SINTESI INCONTRO CON DOTT. RISSO E DOTT. MILORDINI

Sottogruppo FareAssieme

 

Il Direttore del Dipartimento di Salute Mentale dell’ ASL CN1( dott. Risso) e il direttore  della Struttura Complessa Psichiatria di Savigliano(dott. Milordini) hanno esposto la criticità della situazione economica dei Dipartimenti di Salute Mentale derivante dalla decisione della Regione Piemonte di escludere dai Livelli Essenziali di Assistenza (LEA) le voci relative ai Trasporti, alle Abitazioni e alle Borse Lavoro, inerenti attività molto rilevanti in termini sia di efficacia di cura sia di impegno economico svolte a sostegno dei malati psichici.

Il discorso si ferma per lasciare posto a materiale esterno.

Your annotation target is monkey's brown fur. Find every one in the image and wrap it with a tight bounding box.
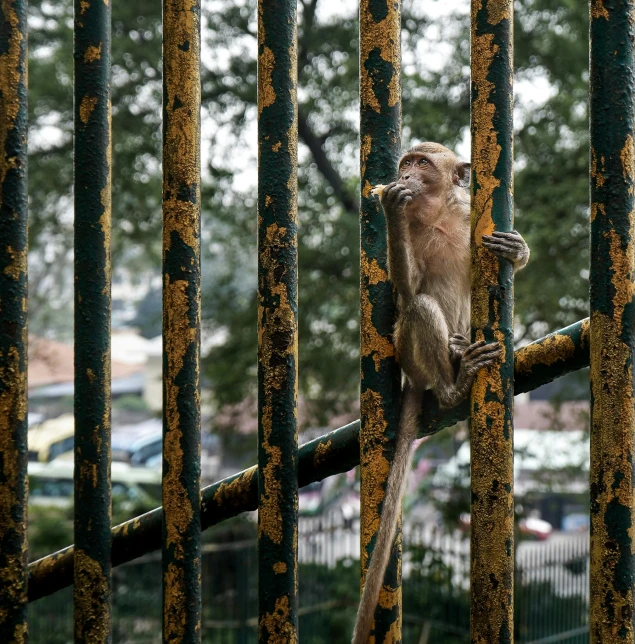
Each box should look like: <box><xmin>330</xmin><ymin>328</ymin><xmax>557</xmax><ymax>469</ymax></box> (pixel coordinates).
<box><xmin>353</xmin><ymin>143</ymin><xmax>529</xmax><ymax>644</ymax></box>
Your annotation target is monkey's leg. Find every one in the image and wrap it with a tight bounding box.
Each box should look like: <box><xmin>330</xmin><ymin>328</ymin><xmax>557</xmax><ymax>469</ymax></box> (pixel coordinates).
<box><xmin>448</xmin><ymin>333</ymin><xmax>470</xmax><ymax>363</ymax></box>
<box><xmin>395</xmin><ymin>294</ymin><xmax>501</xmax><ymax>408</ymax></box>
<box><xmin>483</xmin><ymin>230</ymin><xmax>529</xmax><ymax>270</ymax></box>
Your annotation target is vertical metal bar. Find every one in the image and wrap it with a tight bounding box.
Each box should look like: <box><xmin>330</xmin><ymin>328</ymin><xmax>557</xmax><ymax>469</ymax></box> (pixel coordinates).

Hanno quindi segnalato l’estrema importanza di un intervento di sensibilizzazione delle Istituzioni regionali a non escludere dal bilancio regionale i finanziamenti delle attività sopra indicate, per non compromettere la capacità dei Dipartimenti di far fronte alle spese derivanti dalle stesse.

Per massimizzarne l’efficacia, sarebbe opportuno che tale intervento fosse svolto:

§  in sinergia tra le diverse Associazioni di volontariato piemontesi operanti a favore dei malati psichici e con il coinvolgimento del Sermig e della Caritas Diocesana;

§  attraverso specifici incontri con:

-      il Presidente della Giunta della Regione Piemonte Chiamparino e l’Assessore alla Sanità Saitta;

-      alcuni Consiglieri regionali, preferibilmente Balocco (Assessore ai Trasporti) e Valmaggia (Assessore al Turismo) in quanto in possesso di una profonda conoscenza della realtà della Provincia di Cuneo, e quindi sensibili alla stessa.

 

E’ stata esaminata l’ipotesi di creare, all’interno dei Dipartimenti di Salute Mentale, degli sportelli di ascolto come richiesto nell’ambito della precedente riunione del 15.7.2014

Tali sportelli avranno la funzione di ascoltare le esigenze e i problemi delle persone inerenti la salute mentale, fornire loro informazioni adeguate ed indirizzarle presso le strutture più idonee.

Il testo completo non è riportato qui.